= Bashford Manor, Louisville =

Neighborhood in Louisville, Kentucky

Bashford Manor is a neighborhood in Louisville, Kentucky, United States. Its boundaries are I-264 to the north, Bardstown Road to the east, Bashford Manor Lane to the south, and Newburg Road to the west. Originally a part of Thomas Byrd's 1,000 acre (4 km^{2}) land grant from Virginia in 1787, James Bennett Wilder bought the land in 1870 and built a home which he named Bashford Manor, after his family's home in England. He sold the property to George James Long in 1888, who turned it into a horse farm which produced three early Kentucky Derby winners: Azra, Manuel and Sir Huon.

The home stayed in his family until it was sold in 1951. It was annexed by Louisville in 1953. Many residential developments began at this time, the first being Harold Miller's Bashford Manor gardens in 1952. Other subdivisions included Manorview and the largest single subdivision, Village Green.

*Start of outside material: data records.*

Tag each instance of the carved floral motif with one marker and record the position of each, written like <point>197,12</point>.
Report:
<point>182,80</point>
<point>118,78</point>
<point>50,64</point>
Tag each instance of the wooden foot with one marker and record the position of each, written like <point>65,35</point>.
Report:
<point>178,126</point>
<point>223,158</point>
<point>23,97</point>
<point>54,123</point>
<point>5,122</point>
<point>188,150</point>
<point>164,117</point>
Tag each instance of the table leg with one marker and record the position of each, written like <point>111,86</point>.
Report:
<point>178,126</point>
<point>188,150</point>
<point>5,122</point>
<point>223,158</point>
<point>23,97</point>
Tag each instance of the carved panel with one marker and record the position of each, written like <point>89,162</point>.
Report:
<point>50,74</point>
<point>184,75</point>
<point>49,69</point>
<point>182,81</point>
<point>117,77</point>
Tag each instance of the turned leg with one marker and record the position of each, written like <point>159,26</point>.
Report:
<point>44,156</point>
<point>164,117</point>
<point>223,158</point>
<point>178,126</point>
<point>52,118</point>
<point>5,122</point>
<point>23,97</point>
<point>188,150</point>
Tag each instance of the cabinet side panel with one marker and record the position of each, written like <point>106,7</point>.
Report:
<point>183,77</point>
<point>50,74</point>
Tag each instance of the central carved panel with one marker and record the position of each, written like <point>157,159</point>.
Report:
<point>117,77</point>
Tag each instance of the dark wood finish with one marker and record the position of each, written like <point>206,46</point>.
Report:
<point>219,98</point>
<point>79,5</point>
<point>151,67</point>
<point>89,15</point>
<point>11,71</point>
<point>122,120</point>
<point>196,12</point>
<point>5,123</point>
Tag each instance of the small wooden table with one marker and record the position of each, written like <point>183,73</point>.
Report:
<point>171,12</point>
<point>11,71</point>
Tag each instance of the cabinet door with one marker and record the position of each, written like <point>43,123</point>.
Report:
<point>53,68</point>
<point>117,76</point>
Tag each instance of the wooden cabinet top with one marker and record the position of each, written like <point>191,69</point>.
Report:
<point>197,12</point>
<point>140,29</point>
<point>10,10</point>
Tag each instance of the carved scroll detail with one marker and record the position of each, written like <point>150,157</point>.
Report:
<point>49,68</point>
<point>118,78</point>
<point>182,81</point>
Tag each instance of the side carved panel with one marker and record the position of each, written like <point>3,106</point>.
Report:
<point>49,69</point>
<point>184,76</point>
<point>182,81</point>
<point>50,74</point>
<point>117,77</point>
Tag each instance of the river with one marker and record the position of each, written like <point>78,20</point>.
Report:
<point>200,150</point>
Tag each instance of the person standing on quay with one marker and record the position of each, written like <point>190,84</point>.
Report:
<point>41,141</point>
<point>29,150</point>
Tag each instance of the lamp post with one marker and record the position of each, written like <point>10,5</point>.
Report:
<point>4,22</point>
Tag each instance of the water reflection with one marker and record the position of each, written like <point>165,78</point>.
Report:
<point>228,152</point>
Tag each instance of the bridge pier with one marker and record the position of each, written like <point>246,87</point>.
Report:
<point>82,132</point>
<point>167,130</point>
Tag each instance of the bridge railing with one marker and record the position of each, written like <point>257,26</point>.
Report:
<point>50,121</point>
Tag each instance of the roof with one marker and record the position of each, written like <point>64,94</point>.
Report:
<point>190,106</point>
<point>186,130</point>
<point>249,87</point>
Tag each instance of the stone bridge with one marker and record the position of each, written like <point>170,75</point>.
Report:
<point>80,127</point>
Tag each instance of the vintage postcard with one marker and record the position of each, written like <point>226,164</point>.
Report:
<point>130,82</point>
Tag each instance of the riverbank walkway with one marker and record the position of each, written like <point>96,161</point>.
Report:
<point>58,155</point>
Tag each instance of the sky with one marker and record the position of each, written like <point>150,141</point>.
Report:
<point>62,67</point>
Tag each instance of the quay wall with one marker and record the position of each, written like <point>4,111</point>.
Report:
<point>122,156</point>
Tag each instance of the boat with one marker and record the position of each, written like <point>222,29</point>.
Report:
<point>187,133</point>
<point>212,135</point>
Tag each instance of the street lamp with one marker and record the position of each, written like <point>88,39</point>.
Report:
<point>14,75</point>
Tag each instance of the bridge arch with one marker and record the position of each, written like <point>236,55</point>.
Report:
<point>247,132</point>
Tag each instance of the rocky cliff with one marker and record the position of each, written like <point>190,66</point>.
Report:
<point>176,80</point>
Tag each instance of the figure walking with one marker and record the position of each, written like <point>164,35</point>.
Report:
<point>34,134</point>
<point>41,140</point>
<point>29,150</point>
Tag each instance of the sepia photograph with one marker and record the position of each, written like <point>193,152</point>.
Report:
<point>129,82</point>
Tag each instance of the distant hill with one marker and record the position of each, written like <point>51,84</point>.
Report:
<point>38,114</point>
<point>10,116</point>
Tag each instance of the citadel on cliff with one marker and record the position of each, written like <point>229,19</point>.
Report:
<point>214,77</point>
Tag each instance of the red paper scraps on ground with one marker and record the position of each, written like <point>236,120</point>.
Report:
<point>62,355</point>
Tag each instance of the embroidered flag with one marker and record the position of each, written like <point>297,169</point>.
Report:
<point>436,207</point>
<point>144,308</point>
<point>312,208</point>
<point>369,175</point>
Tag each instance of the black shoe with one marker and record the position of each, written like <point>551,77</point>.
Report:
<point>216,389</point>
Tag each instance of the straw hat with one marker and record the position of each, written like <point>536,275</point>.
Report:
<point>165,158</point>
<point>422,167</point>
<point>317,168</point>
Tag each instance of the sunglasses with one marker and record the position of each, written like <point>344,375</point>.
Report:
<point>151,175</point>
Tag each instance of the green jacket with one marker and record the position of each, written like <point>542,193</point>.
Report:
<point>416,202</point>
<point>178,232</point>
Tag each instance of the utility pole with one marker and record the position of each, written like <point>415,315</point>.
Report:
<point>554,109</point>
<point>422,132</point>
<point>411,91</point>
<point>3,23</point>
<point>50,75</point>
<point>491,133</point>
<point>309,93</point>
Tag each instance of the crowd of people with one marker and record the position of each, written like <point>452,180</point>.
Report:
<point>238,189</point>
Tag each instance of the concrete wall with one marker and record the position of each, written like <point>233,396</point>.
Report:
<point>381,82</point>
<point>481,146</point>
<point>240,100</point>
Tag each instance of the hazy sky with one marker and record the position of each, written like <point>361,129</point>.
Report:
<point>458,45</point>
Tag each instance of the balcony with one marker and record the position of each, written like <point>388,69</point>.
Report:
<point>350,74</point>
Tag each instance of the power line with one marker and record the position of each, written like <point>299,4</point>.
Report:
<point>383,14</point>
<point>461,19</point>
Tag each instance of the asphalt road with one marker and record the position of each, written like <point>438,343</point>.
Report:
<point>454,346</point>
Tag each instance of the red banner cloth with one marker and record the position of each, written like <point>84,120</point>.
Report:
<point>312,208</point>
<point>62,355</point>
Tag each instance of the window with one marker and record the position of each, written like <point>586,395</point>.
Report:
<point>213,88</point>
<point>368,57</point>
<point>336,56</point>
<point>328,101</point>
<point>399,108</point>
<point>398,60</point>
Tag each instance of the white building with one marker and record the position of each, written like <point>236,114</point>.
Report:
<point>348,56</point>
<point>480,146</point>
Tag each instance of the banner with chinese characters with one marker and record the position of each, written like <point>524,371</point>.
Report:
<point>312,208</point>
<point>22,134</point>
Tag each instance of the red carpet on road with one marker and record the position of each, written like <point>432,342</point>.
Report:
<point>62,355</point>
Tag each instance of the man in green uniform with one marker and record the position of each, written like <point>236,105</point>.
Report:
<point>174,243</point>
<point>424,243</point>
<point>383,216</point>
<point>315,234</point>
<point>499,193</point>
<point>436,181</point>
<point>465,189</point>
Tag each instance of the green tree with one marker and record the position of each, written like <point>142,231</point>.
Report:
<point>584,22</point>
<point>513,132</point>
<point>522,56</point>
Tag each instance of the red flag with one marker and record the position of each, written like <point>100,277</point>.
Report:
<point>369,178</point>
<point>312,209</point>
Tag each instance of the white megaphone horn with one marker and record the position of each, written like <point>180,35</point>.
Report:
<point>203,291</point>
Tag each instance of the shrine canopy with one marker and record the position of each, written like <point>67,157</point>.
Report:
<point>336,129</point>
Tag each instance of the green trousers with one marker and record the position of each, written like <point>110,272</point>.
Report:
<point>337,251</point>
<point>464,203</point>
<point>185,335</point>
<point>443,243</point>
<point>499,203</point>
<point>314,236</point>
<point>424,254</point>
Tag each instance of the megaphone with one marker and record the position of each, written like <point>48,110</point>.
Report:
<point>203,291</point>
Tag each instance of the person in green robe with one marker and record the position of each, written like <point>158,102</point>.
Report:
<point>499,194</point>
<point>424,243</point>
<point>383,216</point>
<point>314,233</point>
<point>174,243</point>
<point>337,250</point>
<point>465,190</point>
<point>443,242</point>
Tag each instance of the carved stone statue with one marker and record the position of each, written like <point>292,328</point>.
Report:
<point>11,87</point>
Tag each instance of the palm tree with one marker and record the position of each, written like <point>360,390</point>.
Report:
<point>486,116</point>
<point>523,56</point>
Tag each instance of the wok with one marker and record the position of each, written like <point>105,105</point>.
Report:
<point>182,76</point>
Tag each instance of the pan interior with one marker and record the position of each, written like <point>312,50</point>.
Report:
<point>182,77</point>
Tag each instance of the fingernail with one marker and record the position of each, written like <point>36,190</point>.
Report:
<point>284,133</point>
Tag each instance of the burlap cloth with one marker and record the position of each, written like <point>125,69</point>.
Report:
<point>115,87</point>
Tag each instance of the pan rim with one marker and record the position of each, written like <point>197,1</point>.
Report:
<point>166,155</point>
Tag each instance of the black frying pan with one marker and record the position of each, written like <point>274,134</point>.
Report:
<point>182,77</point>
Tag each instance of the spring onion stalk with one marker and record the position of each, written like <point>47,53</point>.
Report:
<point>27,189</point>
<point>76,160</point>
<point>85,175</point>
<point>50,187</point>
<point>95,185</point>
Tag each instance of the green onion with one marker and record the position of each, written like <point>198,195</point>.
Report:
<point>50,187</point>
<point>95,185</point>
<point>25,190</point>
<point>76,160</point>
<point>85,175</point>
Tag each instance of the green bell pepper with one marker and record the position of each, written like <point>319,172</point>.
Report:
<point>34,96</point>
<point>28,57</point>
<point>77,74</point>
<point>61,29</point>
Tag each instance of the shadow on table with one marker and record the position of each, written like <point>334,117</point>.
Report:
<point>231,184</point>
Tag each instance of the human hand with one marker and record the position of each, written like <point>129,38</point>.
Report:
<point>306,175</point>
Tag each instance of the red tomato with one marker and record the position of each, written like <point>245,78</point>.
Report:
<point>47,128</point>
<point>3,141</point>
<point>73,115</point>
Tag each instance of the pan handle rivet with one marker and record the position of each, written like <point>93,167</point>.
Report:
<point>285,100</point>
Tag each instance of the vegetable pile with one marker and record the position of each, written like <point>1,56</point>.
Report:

Apartment complexes were built during the 1960s, and commercial developments such as Watterson City in 1965. By the 1970s Watterson City was Louisville's largest suburban commercial center, and Bashford Manor Mall was built in the area.

The area went into a decline by the 1990s, with the mall and other businesses (such as a once thriving multiplex cinema) closing, although the situation improved in the 2000s when a Walmart and a Lowe's were built on the site of the old mall.